MD is the distance between a point and a set of points in a multivariate space. If the data are non correlated MD it would be as Euclidean distance. It measures distance relative to the centroid, which is the prototype in our case.

MD can improve the accuracy of estimates because it considers correlations between the summary statistics41. The use of MD after use PCA exhibit some advantages in terms of computational cost as in the calculation of the covariance matrix S and its inverse \(S^{-1}\).

The validation is the performance evaluation of the model.

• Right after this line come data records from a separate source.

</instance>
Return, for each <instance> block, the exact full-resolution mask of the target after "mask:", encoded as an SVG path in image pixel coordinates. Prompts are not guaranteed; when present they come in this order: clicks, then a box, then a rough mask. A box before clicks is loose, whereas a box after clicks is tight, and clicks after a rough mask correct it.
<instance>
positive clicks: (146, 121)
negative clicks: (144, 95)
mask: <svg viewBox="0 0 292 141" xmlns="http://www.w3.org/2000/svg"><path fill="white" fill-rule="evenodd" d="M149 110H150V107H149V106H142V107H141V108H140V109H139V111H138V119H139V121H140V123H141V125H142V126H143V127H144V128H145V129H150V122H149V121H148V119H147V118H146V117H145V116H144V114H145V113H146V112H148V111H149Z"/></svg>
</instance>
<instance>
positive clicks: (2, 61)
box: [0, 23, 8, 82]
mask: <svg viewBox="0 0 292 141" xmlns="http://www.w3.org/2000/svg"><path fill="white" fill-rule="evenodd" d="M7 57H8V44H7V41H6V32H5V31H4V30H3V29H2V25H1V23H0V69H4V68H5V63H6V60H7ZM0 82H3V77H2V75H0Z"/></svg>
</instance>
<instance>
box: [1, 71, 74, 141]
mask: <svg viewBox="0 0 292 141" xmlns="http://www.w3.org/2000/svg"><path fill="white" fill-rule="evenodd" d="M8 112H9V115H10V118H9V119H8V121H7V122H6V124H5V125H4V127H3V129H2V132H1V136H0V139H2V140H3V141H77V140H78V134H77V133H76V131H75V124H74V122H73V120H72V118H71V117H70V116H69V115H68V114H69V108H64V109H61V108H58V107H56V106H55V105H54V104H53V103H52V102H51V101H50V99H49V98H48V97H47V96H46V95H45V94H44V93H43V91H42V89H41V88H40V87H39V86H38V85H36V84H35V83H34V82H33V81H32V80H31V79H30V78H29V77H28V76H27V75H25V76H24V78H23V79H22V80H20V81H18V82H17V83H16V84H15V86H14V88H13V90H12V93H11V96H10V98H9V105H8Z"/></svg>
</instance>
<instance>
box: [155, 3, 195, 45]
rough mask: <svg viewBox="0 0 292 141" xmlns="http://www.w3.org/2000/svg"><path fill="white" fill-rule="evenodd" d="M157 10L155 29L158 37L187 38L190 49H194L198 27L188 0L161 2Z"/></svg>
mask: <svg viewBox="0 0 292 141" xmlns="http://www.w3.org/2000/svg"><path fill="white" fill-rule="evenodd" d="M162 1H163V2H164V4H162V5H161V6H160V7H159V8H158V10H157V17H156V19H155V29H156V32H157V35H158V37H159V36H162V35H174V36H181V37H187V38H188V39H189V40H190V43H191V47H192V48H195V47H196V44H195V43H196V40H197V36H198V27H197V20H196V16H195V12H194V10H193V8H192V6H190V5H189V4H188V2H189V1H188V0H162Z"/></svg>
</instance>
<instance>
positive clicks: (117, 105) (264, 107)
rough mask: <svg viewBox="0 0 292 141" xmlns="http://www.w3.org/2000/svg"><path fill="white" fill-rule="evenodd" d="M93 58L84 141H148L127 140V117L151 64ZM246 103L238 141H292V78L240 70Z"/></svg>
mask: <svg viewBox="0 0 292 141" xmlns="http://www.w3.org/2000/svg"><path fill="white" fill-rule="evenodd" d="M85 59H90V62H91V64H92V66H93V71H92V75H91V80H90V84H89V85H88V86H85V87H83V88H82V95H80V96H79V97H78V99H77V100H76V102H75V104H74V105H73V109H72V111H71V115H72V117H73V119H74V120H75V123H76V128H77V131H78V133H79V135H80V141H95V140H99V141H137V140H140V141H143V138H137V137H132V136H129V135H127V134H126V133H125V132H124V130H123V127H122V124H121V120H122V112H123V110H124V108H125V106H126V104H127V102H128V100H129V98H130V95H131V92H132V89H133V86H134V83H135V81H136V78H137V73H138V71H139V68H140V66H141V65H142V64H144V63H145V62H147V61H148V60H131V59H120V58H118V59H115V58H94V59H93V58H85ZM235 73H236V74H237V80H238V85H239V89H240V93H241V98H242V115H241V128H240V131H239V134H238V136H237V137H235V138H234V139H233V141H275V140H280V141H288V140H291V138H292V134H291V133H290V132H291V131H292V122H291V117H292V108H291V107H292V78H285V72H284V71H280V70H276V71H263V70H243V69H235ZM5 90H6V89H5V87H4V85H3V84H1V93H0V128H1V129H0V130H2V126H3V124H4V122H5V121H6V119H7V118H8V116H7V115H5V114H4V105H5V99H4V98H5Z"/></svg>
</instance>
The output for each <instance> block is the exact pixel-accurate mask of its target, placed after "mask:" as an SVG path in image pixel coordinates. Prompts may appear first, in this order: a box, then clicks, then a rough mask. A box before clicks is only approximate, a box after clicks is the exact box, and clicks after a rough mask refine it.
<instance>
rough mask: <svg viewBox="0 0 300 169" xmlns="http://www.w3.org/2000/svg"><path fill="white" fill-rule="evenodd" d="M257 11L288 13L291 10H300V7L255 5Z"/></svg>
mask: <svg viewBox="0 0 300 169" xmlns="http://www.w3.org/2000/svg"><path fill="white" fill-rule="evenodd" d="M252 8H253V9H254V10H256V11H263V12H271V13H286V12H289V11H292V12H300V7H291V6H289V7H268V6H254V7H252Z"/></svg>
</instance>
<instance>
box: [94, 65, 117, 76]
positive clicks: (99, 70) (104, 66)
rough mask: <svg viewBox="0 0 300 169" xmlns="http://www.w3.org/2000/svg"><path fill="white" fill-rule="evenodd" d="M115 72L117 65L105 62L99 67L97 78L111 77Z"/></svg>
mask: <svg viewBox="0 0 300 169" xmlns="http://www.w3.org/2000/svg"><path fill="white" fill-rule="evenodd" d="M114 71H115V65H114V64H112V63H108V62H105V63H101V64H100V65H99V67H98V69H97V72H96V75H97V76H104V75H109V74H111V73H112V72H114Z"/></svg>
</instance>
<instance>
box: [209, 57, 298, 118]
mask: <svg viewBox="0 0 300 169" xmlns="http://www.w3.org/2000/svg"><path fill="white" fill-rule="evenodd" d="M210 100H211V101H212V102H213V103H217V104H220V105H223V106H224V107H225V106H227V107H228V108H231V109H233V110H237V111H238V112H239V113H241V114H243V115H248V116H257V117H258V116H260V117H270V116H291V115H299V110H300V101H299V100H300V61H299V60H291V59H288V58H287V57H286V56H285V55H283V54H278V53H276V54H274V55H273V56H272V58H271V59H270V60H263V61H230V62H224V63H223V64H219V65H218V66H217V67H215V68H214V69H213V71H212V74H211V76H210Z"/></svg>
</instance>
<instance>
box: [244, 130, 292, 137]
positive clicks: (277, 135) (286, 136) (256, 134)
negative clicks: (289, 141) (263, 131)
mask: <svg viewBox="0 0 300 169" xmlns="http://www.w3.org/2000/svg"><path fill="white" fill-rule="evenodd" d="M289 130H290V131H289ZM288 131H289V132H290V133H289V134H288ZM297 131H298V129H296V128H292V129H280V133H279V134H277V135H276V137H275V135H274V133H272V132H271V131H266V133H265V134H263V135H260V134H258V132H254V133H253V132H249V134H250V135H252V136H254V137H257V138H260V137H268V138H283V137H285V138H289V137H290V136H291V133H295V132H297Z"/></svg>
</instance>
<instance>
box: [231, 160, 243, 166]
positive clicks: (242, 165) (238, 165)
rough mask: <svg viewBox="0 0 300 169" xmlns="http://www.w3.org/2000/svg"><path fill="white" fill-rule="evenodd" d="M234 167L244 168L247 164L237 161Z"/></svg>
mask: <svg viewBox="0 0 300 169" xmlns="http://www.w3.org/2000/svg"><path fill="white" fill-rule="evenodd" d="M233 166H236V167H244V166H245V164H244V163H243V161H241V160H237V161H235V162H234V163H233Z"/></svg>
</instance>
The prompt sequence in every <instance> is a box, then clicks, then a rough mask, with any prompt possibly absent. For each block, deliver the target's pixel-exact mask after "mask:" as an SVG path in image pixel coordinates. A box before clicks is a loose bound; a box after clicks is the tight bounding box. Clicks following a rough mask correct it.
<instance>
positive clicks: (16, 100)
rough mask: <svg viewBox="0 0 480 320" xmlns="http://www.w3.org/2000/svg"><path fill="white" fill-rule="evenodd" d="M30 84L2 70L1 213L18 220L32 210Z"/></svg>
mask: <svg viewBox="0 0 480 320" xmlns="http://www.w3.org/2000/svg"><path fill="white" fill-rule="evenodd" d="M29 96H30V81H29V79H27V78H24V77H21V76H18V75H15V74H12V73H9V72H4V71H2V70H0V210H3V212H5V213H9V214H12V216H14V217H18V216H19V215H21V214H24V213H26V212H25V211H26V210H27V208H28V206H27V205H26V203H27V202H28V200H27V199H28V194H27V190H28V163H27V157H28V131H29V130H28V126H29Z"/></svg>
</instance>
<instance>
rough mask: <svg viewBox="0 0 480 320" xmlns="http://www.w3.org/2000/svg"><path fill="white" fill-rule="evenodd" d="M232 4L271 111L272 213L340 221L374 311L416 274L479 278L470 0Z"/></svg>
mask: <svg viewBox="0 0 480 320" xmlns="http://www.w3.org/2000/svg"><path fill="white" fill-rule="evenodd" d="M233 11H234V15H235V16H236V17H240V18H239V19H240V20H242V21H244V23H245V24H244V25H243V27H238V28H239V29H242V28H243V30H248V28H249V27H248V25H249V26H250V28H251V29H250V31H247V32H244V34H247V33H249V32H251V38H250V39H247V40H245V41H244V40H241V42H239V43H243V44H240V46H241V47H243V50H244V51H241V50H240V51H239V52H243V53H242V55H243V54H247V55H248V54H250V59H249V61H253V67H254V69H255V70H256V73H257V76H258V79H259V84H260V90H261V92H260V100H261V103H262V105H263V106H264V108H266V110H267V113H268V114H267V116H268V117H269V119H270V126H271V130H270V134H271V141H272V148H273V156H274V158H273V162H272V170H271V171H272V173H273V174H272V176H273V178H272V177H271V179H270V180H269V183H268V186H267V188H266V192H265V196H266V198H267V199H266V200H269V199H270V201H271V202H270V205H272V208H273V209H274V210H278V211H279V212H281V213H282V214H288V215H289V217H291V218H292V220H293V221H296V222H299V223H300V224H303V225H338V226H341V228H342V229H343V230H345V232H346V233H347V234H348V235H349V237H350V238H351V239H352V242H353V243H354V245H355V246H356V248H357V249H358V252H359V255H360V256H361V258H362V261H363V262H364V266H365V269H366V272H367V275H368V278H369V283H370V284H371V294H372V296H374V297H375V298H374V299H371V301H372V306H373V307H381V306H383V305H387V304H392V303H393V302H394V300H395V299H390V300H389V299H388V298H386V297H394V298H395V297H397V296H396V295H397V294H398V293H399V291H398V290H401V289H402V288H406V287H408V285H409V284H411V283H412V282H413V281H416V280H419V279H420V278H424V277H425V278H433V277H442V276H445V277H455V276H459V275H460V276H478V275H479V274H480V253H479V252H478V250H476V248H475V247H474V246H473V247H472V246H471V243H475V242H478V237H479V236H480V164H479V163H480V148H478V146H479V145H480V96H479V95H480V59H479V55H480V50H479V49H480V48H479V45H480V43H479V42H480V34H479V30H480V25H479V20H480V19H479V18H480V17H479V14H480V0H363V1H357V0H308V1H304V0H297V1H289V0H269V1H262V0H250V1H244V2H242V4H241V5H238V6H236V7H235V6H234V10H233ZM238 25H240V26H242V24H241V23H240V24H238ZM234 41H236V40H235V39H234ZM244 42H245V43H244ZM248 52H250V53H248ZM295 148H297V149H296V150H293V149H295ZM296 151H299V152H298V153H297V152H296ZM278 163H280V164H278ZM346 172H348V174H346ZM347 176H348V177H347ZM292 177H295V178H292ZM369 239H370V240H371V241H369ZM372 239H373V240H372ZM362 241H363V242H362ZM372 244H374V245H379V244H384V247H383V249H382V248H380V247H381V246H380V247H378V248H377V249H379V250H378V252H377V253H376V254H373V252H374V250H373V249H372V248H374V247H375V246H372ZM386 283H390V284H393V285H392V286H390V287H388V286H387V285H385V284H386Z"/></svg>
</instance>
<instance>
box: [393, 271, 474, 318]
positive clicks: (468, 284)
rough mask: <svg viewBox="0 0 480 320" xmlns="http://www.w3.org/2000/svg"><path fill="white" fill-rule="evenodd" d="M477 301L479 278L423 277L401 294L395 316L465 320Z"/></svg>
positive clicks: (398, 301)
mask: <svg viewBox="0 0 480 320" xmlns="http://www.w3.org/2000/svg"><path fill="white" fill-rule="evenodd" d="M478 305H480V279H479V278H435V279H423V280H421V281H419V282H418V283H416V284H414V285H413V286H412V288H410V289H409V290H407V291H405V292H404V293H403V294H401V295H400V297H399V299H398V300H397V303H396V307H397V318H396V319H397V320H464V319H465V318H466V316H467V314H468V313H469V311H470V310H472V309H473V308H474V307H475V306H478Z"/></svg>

This was done with the technique leave-one-out cross-validation in the training dataset (Dataset-1). It consists in removing one point at a time from the dataset to be the unknown point to be predicted and calculating its distance to the grouped points generated according to the host label of the remainig sequences. The shortest distance obtained is considered the prediction and compaired to the known label of the point. If there is a match, it is added to the count to calculate the accuracy. This procedure is repeated to all the sequences of the training dataset. In the end, the relative accuracy can be calculated counting the hits in the prediction. The validation was carried out for several dimensions starting from the reduction of characteristics to two dimensions and increasing until the accuracy reached a level in which there were no relevant changes, which occured in 20-dimension.

All the calculations were made in Python 3.6.942 programming language with Numpy 1.19.543 library , and Biopython 1.19.544 package. Figures 1B,C, 2 and 3 graphics were made with Matplotlib 3.2.245 library.